Tja, wär ja auch noch schöner, wenn die, die sich dem Dorfleben durch Umzug auf Boot oder Wohnmobil entziehen, dort auch noch glücklich und zufrieden wären.

Was ICH nicht gut finde, kann doch nicht gut sein. Und wem es trotzdem gefällt, der ist entweder krank oder kriminell, gell! Das kann nicht gut sein, dieses verwahrloste Gesindel.

Die haben gefälligst im Suff zu versinken, diese Kiffer. Die fliehen doch nur vor ihren Sorgen und haben deshalb diese jungen Weiber, weil sie der Alten zu Hause kein Paroli bieten konnten.
Und was die erleben, das haben die doch bestimmt nur von ihren nutzlosen Reisen, während der wahre wurzelverbundene Patriot das alles aus dem Deutschen Fernsehen weiss. Da braucht man nicht zu reisen und nutzlos Energie verschwenden.

Diese Müsli-Fresser wissen doch noch nicht mal, wie eine Gurke aus dem eigenen Garten schmeckt. Die sind doch nur dabei, ihre mitgenommenen Probleme zu fressen.

Alles Penner. Die Mobile müssen doch alle mit Drogen bezahlt sein. Mein Chef hat mir gesagt, ich sei der beste Mann! Und nächstes Jahr bekomme ich sogar 50 Euro mehr! Das ist Wertarbeit, nach 35 Jahren Betriebszugehörigkeit!

Nutzloses Gesindel, das dann irgendwann auch noch krank wird! Und dann? Krank und gebrechlich darf man nur in der eigenen Wohnung sein, hat meine Mama immer gesagt! Schliesslich ist nur hier der Arzt, der die Familie seit 4 Generationen kennt und nur hier ein Spital, wo ich sofort hingefahren werden kann. Und wie stellt sich das fahrende Volk das vor? Zigeuner, alles Zigeuner!

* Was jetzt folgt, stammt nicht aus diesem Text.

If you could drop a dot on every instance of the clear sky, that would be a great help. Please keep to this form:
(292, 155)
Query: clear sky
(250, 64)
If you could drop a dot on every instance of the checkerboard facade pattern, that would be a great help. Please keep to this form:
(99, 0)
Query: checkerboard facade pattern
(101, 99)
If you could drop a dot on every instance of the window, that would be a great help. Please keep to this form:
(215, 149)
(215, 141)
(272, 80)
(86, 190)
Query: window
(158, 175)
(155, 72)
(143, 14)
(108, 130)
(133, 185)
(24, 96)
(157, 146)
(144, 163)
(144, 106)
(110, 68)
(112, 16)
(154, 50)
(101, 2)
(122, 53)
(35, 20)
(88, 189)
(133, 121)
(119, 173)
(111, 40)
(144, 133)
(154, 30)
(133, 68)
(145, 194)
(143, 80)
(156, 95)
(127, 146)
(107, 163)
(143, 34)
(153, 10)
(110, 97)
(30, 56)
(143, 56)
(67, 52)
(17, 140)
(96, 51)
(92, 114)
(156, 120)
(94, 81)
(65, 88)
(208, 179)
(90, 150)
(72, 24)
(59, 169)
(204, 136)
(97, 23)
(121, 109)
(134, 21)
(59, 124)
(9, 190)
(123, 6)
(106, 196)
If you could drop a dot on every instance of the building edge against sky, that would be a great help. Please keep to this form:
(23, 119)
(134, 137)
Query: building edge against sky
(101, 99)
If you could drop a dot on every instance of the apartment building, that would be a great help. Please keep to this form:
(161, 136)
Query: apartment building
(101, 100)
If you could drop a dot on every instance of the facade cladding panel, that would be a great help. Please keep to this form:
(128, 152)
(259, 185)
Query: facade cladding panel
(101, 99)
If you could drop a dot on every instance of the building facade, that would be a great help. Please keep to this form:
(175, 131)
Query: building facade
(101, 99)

Hier ist jedes Stick-Deckchen auf den Tischchen und vor der Vasen- und Tellersammlung schliesslich mit viel Liebe über Generationen gepflegt. Das wissen die doch garnicht zu schätzen. Ach was wissen die schon, der Takt der Uhr von der Uroma, die man durch die ganze Wohnung hören kann. Tick-tack-tick-tack…

:versteck:

:jump: :jump: :jump: :jump:

Agepi am 24 Okt 2022 20:24:25

akany hat geschrieben:
Tja, wär ja auch noch schöner, wenn die, die sich dem Dorfleben durch Umzug auf Boot oder Wohnmobil entziehen, dort auch noch glücklich und zufrieden wären.

Was ICH nicht gut finde, kann doch nicht gut sein. Und wem es trotzdem gefällt, der ist entweder krank oder kriminell, gell! Das kann nicht gut sein, dieses verwahrloste Gesindel.

Ich kann ja wegen der Länge nur einen Teil zitieren.

Mich würde mal interessieren was du nimmst. Natürlich auch in welcher Konzentration.
LG HP

HansDerCamper am 24 Okt 2022 20:32:15

akany hat geschrieben:Tja, wär ja auch noch schöner, wenn die, die sich dem Dorfleben durch Umzug auf Boot oder Wohnmobil entziehen, dort auch noch glücklich und zufrieden wären.

Was ICH nicht gut finde, kann doch nicht gut sein. Und wem es trotzdem gefällt, der ist entweder krank oder kriminell, gell! Das kann nicht gut sein, dieses verwahrloste Gesindel.

:lol: Du hast es auf den Punkt gebracht. ICH bin auch grundsätzlich dagegen. :lol:

Ich habe festgestellt, dass nicht jeder seinen Witz verstanden hat.
Auch das ist legitim.

akany am 24 Okt 2022 20:43:26

Agepi hat geschrieben:...

Mich würde mal interessieren was du nimmst. Natürlich auch in welcher Konzentration.
LG HP



Ich bin stoned geboren, laut Aussagen verlässlicher Zeugen :mrgreen:

Tinduck am 25 Okt 2022 06:01:05

launcher20 hat geschrieben:PS: Ich hatte noch nie dieses komische "Corona", auch nicht frisch. Mir konnte bisher auch niemand, wirklich niemand erklären, was das ist! :D
Vielleicht finde ich das in einem anderen Universum? 8)


Das erklärt deine Beiträge. Vielleicht solltest du nicht alles glauben, was man auf Telegram so schreibt.